Service-based Web Server
Abstract
The service based web server does very, very little on its own. All of its work is handled by services that tell it how it is configured, services that does all the work, and services that render the result. The constant interface between these services is passing WSGI requests over HTTP and a universal way to specify other methods of other services (URI).
Request Handling
The server is configured with a master configuration. This determines which paths map to which pages.
A page is a collection of components and the layout. The layout has slots that the rendered content of the components will be put into. There is also the universal and magical slot "first". Slots can also themselves be layouts with additional components comprising that. This allows two componets to be embedded side-by-side, for instance.
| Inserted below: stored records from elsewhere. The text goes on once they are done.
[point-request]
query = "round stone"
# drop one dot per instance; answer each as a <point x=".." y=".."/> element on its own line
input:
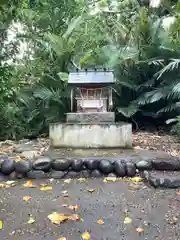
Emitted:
<point x="61" y="164"/>
<point x="3" y="177"/>
<point x="105" y="166"/>
<point x="23" y="166"/>
<point x="43" y="164"/>
<point x="72" y="174"/>
<point x="144" y="165"/>
<point x="96" y="173"/>
<point x="112" y="175"/>
<point x="57" y="174"/>
<point x="85" y="174"/>
<point x="77" y="165"/>
<point x="7" y="166"/>
<point x="130" y="169"/>
<point x="12" y="176"/>
<point x="91" y="164"/>
<point x="120" y="169"/>
<point x="36" y="174"/>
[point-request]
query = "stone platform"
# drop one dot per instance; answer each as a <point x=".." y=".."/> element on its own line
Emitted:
<point x="117" y="135"/>
<point x="95" y="117"/>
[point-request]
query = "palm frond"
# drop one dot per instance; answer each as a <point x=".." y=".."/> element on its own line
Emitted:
<point x="129" y="111"/>
<point x="170" y="108"/>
When a request comes in, it matches the path to the page. Then it starts rendering the page. First, it calls the "first" components, discarding the results. The first components may return a signal that the request is complete, for instance, if the component redirects 302 to a differnt page. Each component is rendered in parallel, as fast as is acceptable.
Then the server renders all of the components in the layout, as well as components within layouts within the layout. This is done as fast as possible in parallel. At this time, the layouts are also retreived.
When all of the components are completed, as well as the layouts, then the content is assembled. The result is then returned.
Configuration happens:
- At a global level, specifying global values passed as part of every request.
- At the path-page mapping level.
- At the page level, specifying constants and how parts of the path are interpreted to be part of the request.
- At the layout level. Some layouts require some configuration.
- For each component. There are set values and values that come from the request.